So why has the squab passed from prominence? Carpenter says it began with the introduction of the less-expensive Cornish game hen, which these days often isn't even Cornish, but merely a youngish chicken. Then came the "squab chicken," another misnomer, which Carpenter likens to a "horse-cow." These were all marketed as cheaper faux squabs, and the real thing became a rarity.

Carpenter, who has long had upscale markets and Chinese restaurants as customers, is now reporting an encouraging upward spike in sales. Apparently the medieval bird is benefiting from some very contemporary technology--Carpenter's Internet distributor.

John Downey's Roast Squab with Fresh Thyme & Garlic

Serves 4

4 squabs

Salt and pepper

1 small bunch fresh thyme

24 garlic cloves, peeled

3 tablespoons vegetable oil

1 small onion, peeled and sliced

1 carrot, peeled and sliced

1 stalk celery, sliced

1 cup apple juice

3 cups chicken or veal stock


Rinse squabs and pat dry. Season inside cavity with salt, pepper, chopped thyme and 6 garlic cloves. Truss with string, then season the exterior of birds. In a large skillet, brown squabs in 2 tablespoons of vegetable oil, turning as necessary. Remove from skillet. Add onion, carrot and celery to pan. Saute briefly. Transfer vegetables to large roasting pan and set squabs on top, making sure they don't touch.

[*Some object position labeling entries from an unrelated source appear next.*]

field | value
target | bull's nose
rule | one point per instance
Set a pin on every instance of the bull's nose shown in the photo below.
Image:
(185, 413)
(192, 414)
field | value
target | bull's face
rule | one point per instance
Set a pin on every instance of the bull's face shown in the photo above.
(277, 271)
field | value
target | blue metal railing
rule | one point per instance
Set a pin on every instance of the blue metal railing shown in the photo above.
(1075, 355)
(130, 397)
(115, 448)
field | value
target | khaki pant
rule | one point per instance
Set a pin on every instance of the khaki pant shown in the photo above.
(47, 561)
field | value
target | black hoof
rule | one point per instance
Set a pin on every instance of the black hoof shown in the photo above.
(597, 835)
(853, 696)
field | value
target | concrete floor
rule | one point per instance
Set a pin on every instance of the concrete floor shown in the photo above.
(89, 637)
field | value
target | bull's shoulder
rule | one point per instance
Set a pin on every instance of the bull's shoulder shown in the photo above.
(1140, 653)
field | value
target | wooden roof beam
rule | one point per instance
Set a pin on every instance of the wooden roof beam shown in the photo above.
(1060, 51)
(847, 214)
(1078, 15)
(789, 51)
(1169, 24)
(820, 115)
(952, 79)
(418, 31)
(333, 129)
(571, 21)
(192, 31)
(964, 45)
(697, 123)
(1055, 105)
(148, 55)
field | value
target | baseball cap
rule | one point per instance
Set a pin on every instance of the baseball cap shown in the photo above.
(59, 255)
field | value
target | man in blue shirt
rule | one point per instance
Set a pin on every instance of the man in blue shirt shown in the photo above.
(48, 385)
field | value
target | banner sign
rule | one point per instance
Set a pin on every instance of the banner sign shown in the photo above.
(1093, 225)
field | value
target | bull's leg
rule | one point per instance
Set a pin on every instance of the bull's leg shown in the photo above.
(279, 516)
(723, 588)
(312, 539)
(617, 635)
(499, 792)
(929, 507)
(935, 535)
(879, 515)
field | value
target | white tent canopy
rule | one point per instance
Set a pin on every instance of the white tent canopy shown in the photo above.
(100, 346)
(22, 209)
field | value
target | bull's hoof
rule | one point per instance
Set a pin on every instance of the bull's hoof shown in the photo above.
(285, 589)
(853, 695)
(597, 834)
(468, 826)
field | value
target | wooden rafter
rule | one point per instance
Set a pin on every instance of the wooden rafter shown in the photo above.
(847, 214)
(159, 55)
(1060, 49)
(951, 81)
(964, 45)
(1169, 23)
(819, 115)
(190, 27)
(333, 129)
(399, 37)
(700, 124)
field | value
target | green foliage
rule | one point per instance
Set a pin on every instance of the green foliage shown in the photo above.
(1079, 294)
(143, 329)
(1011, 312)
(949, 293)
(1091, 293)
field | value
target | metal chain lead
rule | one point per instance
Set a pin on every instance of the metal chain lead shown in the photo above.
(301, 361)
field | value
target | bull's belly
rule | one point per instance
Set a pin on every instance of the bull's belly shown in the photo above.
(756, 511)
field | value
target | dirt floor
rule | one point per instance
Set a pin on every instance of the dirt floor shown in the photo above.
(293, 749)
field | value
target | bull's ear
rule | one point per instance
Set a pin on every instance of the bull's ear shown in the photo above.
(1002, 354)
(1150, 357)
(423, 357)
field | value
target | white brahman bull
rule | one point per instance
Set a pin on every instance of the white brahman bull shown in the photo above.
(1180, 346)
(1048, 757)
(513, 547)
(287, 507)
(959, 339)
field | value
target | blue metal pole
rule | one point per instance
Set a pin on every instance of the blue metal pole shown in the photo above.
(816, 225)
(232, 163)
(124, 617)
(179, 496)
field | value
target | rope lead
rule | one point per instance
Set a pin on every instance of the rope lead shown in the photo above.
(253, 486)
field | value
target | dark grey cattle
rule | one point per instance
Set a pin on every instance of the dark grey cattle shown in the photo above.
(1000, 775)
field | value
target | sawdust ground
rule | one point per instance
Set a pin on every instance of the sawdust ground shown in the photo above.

Roast at 450 degrees for 20-25 minutes until squab breast feels firm yet springy. Remove squabs from pan and keep warm. Remove garlic cloves from squabs and brown garlic gently in remaining vegetable oil. Add apple juice to roasting pan and reduce to near-dry, then add stock and reduce by half. Strain sauce, add browned garlic and chopped fresh thyme. Skim excess fat and keep warm.

Remove legs and breast meat from squab. Arrange on warm plates with the sauce and garlic cloves.